CVE-2018-15183:Myperfectresume / JobHero / Resume Clone Script 2.0.6 – has Stored XSS Vulnerability via Full name and Title

CVE-2018-15183-Vikas Chaudhary

CVE-2018-15183 – MySelf Vikas Chaudhary , i’m Cyber Security Analyst , I found that specified PHPSCRIPTSMALL- Myperfectresume / JobHero / Resume Clone Script 2.0.6 – Stored XSS Vulnerability via Full name and Title . To exploit this vulnerability, the following steps were taken.

VENDOR SUMMARY :- PHP Scripts Mall Pvt. Ltd. is a professional software selling portal offering wide range of innovative. PHP Scripts Mall is a leading business and technology firm with 12 years of successful track record in completion and implementation of numerous projects in various verticals and domains.. It has 300 plus PHP scripts ready to buy.

VULNERABILITY DESCRIPTION :- Cross-Site Scripting (XSS) attacks are a type of injection, in which malicious scripts are injected into otherwise benign and trusted websites.XSS attacks occur when an attacker uses a web application to send malicious code, Attacker can Change the web interface or can dedirect to Admin or User to any malicious Link.

1-Go to Vendor Product Link https://www.phpscriptsmall.com/product/resume-builder-script/ or Click here

CVE-2018-15183-Vikas Chaudhary

2- Select REGISTER page (Register now) .

3- Create an account using your Email address and paste this Script in following Parameter

In Full Name => < *img src =x onError=alert("VIKAS")>

In Title => < *img src =x onError=alert("CHAUDHARY")>


[ Note=> Remove * from script]

CVE-2018-15183-Vikas Chaudhary

4-Now login it using your Email and Password .

5- You will having two popup of VIKAS and CHAUDHARY in you account when you loged in.

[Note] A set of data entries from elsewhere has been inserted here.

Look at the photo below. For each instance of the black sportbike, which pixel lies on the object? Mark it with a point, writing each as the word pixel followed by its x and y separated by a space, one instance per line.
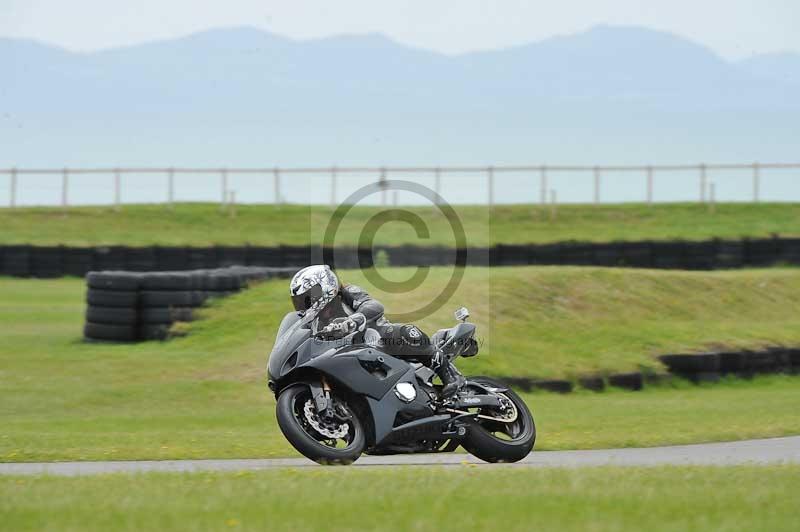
pixel 339 398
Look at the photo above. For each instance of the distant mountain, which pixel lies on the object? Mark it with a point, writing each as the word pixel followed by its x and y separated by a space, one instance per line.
pixel 781 67
pixel 242 94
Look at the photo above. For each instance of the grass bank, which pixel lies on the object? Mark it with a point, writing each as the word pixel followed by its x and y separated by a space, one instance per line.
pixel 205 395
pixel 203 224
pixel 413 498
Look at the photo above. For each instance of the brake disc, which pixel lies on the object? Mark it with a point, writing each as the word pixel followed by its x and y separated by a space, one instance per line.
pixel 329 430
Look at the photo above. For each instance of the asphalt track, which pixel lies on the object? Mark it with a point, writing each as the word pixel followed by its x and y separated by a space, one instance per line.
pixel 760 452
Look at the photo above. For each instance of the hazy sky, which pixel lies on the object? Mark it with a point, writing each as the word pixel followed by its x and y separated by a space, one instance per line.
pixel 733 28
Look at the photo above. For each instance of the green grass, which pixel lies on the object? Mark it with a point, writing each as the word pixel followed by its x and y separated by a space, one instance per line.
pixel 205 395
pixel 412 498
pixel 203 224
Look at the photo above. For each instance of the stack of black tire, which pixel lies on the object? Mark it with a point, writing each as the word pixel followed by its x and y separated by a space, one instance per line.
pixel 132 306
pixel 112 306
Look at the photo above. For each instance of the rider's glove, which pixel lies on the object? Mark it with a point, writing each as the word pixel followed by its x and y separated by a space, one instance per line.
pixel 343 326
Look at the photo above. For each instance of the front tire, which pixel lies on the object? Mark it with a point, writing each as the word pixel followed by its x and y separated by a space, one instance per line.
pixel 494 441
pixel 296 427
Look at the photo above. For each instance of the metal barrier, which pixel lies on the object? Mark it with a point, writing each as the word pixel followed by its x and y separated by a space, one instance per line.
pixel 492 173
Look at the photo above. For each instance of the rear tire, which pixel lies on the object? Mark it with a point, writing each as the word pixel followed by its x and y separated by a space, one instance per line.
pixel 289 411
pixel 481 440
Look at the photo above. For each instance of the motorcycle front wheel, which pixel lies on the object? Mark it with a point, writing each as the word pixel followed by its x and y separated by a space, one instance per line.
pixel 329 441
pixel 500 441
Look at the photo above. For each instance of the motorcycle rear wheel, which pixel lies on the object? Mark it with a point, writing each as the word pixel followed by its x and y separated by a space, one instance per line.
pixel 307 440
pixel 494 441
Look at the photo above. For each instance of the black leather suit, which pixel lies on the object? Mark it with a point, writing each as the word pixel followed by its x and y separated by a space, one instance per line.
pixel 401 340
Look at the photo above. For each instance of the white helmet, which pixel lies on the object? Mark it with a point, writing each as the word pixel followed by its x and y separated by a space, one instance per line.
pixel 312 288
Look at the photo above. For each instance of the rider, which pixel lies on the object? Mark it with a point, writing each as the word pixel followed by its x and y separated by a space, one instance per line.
pixel 340 309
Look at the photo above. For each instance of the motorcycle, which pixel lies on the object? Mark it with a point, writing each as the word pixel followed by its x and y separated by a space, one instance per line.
pixel 339 398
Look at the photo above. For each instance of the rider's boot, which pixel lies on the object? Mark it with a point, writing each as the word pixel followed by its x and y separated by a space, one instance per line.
pixel 450 377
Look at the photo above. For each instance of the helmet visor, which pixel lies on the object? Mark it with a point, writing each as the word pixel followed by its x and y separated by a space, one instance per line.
pixel 303 302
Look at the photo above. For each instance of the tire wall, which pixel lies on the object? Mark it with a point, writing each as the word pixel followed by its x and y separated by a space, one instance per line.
pixel 124 306
pixel 47 262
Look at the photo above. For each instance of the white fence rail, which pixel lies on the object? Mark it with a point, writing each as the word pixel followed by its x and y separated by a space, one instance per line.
pixel 539 182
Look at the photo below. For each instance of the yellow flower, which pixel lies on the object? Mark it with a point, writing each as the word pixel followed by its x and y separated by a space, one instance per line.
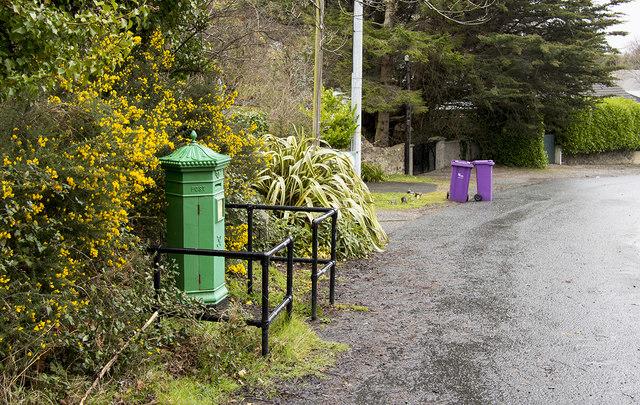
pixel 7 191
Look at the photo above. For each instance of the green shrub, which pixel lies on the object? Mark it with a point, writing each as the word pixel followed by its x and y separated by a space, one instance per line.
pixel 338 120
pixel 303 174
pixel 613 124
pixel 372 173
pixel 520 144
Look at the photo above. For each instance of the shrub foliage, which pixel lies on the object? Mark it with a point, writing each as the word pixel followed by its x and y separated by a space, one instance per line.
pixel 613 124
pixel 301 173
pixel 80 200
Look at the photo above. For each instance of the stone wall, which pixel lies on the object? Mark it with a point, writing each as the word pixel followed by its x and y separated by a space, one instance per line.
pixel 604 158
pixel 391 159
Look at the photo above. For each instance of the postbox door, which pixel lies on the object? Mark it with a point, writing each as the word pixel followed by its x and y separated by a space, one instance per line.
pixel 206 236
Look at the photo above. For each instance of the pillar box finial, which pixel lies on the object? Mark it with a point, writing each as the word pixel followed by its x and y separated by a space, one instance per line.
pixel 195 217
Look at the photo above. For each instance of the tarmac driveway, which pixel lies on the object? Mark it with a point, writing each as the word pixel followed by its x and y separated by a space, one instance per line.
pixel 532 298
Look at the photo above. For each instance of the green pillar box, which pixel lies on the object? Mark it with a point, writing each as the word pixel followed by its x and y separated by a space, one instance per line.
pixel 195 217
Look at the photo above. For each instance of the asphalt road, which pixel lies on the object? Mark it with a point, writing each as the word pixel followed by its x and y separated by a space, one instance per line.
pixel 531 298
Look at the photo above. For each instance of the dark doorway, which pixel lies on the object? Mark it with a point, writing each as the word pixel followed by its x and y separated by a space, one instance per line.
pixel 424 157
pixel 550 147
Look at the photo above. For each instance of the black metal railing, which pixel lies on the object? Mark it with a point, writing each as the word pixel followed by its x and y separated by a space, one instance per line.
pixel 328 264
pixel 267 316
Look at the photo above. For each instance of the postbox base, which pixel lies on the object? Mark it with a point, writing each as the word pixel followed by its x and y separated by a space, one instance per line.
pixel 210 297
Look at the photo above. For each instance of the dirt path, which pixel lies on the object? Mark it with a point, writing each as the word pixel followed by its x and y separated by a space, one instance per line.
pixel 531 298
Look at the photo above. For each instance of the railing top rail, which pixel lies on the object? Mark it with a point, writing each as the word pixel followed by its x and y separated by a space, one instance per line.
pixel 281 208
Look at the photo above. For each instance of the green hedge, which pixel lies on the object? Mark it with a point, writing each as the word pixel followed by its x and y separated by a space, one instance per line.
pixel 614 124
pixel 513 143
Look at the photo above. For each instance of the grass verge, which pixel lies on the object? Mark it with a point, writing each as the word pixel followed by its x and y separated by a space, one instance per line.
pixel 215 363
pixel 393 201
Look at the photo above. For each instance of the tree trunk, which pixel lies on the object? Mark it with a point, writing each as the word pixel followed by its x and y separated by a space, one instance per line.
pixel 386 73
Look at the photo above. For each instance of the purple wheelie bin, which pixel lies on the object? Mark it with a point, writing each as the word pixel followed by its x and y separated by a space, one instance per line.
pixel 484 178
pixel 460 176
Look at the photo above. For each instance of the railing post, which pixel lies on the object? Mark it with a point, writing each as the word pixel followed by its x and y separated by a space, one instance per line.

CVE-2018-15183-Vikas Chaudhary
CVE-2018-15183-Vikas Chaudhary

CVE-2018-15183-Vikas Chaudhary

My Previous CVE (Visit Once)…

ALL CVE
CVE-2018-15182
CVE-2018-15181
CVE-2018-15191
CVE-2018-15190
CVE-2018-14541
CVE-2018-14082
CVE-2018-13256

CONTACT US



Admin
Welcome Sir, .. Myself Vikas Chaudhary , i was interested in general knowledge since childhood , so i thought why not to share my knowledge with you, that's why i created this educational blog. Here you find world wide general knowledge of all Latest technology , Science & History Que , and Mysterious fact of the world. Here you also find knowledge about cyber security. Thanks for visit.. keep supporting....keep Loving
https://www.gkaim.com

8 thoughts on “CVE-2018-15183:Myperfectresume / JobHero / Resume Clone Script 2.0.6 – has Stored XSS Vulnerability via Full name and Title

  1. JUMIA ELECTRONICS MEGA SALE – High Voltage Deals and Low Voltage Prices.

    Click here to see all of our exclusive deals : http://shorl.com/pavohugipyhi

    1) Canon Pixma E414 Inkjet (Print, Scan & Copy Printer) – reduced from N16,990 to N7,990.

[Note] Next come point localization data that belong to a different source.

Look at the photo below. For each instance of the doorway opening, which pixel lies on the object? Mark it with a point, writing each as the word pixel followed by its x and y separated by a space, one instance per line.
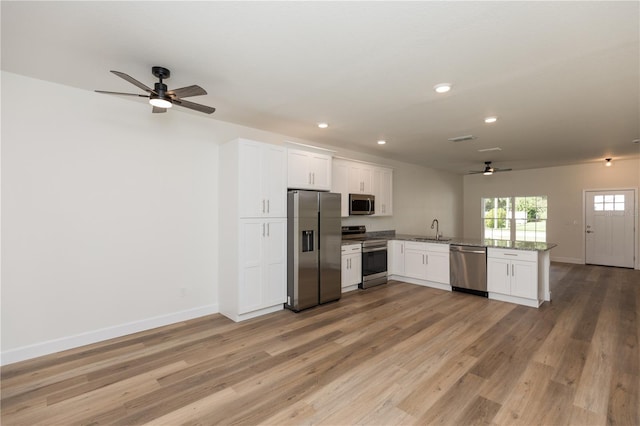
pixel 610 227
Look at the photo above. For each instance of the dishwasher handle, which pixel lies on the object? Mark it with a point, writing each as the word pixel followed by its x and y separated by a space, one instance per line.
pixel 468 249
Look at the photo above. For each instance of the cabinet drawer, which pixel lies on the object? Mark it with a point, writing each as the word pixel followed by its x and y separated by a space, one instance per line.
pixel 496 253
pixel 351 248
pixel 412 245
pixel 437 247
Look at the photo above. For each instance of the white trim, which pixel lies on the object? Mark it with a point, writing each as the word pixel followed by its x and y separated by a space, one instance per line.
pixel 337 157
pixel 253 314
pixel 307 147
pixel 69 342
pixel 532 303
pixel 575 260
pixel 417 281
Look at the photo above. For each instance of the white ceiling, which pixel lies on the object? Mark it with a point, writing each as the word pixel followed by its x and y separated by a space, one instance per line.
pixel 563 77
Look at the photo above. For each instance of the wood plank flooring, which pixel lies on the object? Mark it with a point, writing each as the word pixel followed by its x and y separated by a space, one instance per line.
pixel 395 354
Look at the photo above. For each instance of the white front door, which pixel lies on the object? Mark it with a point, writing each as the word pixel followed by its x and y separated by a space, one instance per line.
pixel 610 227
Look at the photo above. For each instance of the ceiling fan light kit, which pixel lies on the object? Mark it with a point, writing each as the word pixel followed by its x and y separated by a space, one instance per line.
pixel 488 170
pixel 160 97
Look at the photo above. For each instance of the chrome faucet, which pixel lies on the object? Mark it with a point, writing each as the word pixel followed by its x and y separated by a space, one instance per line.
pixel 437 228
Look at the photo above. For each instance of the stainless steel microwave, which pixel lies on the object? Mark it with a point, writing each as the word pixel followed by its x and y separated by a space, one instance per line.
pixel 361 204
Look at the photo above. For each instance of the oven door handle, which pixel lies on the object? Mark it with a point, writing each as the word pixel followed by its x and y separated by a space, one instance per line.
pixel 368 250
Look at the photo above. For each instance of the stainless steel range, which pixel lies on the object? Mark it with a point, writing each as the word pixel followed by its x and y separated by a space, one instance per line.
pixel 374 255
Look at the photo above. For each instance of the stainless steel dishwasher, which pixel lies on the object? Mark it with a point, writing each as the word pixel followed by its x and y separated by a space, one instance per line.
pixel 468 268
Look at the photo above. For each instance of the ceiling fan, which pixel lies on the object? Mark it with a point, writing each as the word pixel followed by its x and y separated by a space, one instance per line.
pixel 159 97
pixel 488 169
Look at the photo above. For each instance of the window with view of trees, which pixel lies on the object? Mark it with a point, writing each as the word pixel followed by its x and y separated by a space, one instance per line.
pixel 515 218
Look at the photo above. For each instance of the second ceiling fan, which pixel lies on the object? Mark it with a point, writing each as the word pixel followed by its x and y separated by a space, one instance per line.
pixel 488 169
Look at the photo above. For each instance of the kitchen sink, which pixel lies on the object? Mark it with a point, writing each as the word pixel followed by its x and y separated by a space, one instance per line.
pixel 423 239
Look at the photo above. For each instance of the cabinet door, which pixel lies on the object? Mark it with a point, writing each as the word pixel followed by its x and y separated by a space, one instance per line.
pixel 340 184
pixel 360 179
pixel 498 276
pixel 415 265
pixel 274 181
pixel 320 166
pixel 249 185
pixel 355 265
pixel 396 257
pixel 351 269
pixel 250 283
pixel 524 279
pixel 299 175
pixel 438 267
pixel 382 183
pixel 274 262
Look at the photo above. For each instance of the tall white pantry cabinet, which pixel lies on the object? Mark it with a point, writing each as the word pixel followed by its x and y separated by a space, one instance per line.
pixel 253 227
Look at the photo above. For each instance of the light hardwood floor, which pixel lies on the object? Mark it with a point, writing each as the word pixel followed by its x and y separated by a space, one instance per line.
pixel 395 354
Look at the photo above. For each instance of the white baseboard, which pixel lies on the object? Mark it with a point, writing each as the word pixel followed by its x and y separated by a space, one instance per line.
pixel 70 342
pixel 567 260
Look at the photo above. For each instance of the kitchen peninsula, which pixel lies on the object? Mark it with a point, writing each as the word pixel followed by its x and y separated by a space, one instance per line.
pixel 517 271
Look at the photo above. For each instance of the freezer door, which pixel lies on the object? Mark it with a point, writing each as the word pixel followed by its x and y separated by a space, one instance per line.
pixel 302 250
pixel 330 247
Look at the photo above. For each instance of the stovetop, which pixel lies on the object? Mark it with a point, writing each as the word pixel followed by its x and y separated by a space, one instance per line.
pixel 358 233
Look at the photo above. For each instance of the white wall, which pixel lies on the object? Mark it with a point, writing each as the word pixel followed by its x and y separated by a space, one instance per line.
pixel 564 187
pixel 109 214
pixel 419 196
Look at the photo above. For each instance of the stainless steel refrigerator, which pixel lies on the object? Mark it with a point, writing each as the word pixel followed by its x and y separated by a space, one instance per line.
pixel 314 239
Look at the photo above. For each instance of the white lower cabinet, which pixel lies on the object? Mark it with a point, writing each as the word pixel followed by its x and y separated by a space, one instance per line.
pixel 262 264
pixel 351 266
pixel 512 276
pixel 262 259
pixel 426 263
pixel 395 252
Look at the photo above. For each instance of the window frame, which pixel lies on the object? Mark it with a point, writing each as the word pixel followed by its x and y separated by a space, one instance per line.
pixel 511 216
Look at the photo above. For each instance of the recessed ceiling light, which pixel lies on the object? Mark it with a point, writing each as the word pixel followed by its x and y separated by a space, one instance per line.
pixel 442 87
pixel 462 138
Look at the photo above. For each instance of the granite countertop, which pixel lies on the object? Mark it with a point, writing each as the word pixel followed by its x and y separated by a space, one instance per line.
pixel 515 245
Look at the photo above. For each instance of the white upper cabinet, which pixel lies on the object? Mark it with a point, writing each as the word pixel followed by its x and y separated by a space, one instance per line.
pixel 360 178
pixel 383 191
pixel 340 184
pixel 353 177
pixel 308 170
pixel 262 180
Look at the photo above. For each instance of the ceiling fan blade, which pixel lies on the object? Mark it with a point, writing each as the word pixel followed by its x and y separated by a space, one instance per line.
pixel 121 93
pixel 133 81
pixel 185 92
pixel 194 106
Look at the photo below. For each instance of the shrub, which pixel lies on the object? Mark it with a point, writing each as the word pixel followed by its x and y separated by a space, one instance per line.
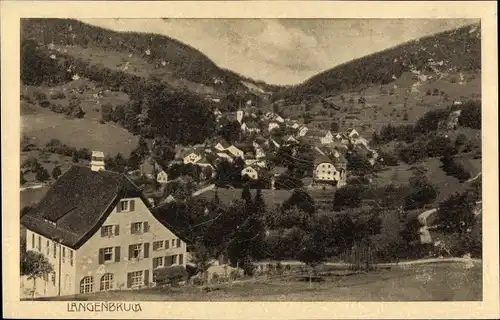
pixel 234 274
pixel 40 96
pixel 348 196
pixel 423 192
pixel 198 281
pixel 471 115
pixel 42 175
pixel 45 104
pixel 171 275
pixel 57 95
pixel 215 277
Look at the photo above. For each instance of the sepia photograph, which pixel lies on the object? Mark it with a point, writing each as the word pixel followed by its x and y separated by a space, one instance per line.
pixel 261 159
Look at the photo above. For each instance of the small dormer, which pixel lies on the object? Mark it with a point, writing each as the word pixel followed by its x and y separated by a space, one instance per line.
pixel 97 161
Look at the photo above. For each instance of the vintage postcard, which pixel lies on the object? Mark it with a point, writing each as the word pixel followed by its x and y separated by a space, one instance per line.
pixel 249 159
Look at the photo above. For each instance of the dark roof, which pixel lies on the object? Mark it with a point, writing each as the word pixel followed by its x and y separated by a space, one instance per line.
pixel 316 132
pixel 77 204
pixel 223 142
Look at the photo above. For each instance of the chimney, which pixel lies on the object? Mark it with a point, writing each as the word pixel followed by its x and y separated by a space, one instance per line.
pixel 97 161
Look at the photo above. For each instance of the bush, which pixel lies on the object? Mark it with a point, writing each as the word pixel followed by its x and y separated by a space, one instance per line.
pixel 215 277
pixel 234 274
pixel 348 196
pixel 422 193
pixel 45 104
pixel 57 95
pixel 471 115
pixel 198 281
pixel 171 275
pixel 42 175
pixel 40 96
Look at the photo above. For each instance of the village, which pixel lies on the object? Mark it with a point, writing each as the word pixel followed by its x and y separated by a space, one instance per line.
pixel 258 141
pixel 184 184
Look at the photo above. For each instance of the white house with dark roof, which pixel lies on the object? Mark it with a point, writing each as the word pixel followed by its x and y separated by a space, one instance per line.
pixel 96 228
pixel 327 170
pixel 251 172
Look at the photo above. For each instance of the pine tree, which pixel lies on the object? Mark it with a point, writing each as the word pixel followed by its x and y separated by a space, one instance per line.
pixel 246 196
pixel 258 203
pixel 56 172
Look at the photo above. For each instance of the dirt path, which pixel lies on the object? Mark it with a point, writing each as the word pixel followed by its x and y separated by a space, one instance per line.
pixel 410 262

    2) Hewlett Packard Notebook 15-ra007nia (4GB RAM, 500GB HDD) – reduced from N99,990 to N90,490.

    3) LG Bluetooth DVD Home Theatre – price reduction from N70,000 to N61,499.

    4) Mooka 32inch LED HD Television with A-Class Screen – price reduction from N50,070 to N40,700.

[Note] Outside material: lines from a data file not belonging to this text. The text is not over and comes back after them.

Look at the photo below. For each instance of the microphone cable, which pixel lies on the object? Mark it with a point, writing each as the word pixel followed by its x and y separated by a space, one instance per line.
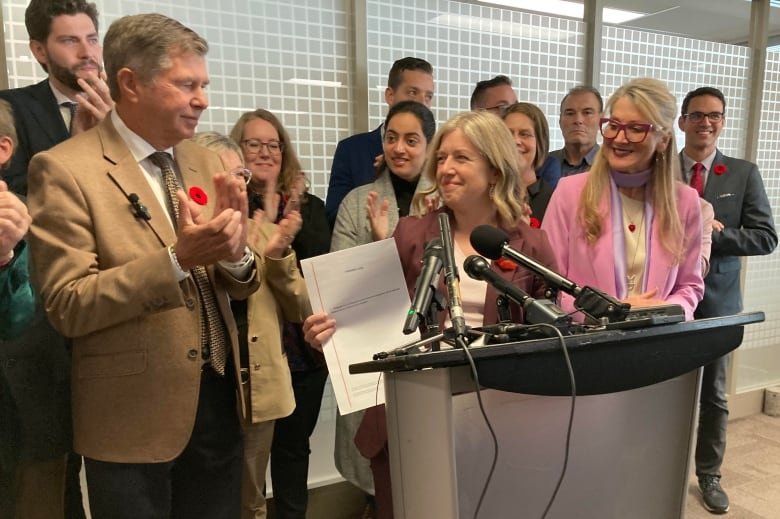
pixel 562 342
pixel 462 344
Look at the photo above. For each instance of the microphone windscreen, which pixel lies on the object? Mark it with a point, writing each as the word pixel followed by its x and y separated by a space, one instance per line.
pixel 475 266
pixel 488 240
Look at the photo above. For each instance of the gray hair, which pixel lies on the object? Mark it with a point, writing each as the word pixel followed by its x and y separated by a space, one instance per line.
pixel 145 44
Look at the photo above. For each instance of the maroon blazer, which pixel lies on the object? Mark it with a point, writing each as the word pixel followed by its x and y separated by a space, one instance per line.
pixel 412 233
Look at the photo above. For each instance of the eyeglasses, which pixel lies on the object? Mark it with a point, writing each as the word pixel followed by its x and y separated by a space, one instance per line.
pixel 253 146
pixel 697 117
pixel 242 173
pixel 499 109
pixel 634 132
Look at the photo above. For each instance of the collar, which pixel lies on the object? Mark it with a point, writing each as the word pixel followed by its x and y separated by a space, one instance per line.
pixel 139 148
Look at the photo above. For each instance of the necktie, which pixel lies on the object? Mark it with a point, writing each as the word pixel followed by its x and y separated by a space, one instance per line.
pixel 697 178
pixel 212 328
pixel 73 107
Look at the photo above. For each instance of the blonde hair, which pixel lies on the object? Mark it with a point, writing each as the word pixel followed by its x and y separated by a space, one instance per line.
pixel 291 166
pixel 490 136
pixel 653 100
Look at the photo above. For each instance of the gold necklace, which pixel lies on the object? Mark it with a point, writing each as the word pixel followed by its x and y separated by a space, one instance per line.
pixel 628 220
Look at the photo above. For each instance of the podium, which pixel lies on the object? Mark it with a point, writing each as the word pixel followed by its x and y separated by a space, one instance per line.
pixel 632 432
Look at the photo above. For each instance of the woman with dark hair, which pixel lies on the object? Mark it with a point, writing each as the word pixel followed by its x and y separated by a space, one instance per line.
pixel 370 213
pixel 277 187
pixel 531 134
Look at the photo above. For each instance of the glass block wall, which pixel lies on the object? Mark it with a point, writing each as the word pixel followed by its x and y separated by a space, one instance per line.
pixel 467 43
pixel 293 57
pixel 297 58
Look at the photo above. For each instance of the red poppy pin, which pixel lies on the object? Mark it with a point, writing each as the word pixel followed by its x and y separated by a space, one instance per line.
pixel 198 195
pixel 505 264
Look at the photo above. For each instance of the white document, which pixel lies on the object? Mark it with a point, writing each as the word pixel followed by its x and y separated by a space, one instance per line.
pixel 364 290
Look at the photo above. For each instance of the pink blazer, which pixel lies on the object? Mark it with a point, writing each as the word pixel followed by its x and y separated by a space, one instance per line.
pixel 594 265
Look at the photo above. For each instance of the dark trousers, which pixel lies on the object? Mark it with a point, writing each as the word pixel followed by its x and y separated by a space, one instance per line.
pixel 290 448
pixel 74 501
pixel 204 482
pixel 713 419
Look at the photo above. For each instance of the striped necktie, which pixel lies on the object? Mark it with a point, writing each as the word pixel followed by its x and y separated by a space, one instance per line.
pixel 212 328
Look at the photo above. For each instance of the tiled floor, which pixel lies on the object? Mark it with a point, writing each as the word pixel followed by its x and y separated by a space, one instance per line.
pixel 751 471
pixel 751 477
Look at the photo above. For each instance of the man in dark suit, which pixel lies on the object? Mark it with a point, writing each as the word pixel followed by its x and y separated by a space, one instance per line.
pixel 581 111
pixel 743 226
pixel 140 274
pixel 410 79
pixel 64 40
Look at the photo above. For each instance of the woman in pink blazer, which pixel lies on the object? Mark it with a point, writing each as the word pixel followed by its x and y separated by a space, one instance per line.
pixel 630 227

    5) Midea 4 Burner Gas Cooker – price reduction from N45,000 to N34,100.

    6) BRUHM 100 ltrs Blossom Series Chest Freezer – price reduction from N60,000 to N46,840.

    Grab these deals now >> http://tiny.cc/electronicsmegadeal

    Best Prices on TVs, Home Theatres, Cellphones, Notebooks and more.

    Up to 60% OFF.

    7 Days Risk Free Returns – 100% Money Back Guarantee.

    Local After Sales Support – Over 160 Repair Centres in Naija.

    Discount ends soon so buy now >> https://tinyurl.com/electronicsmegadeal

Leave a Reply

Your email address will not be published.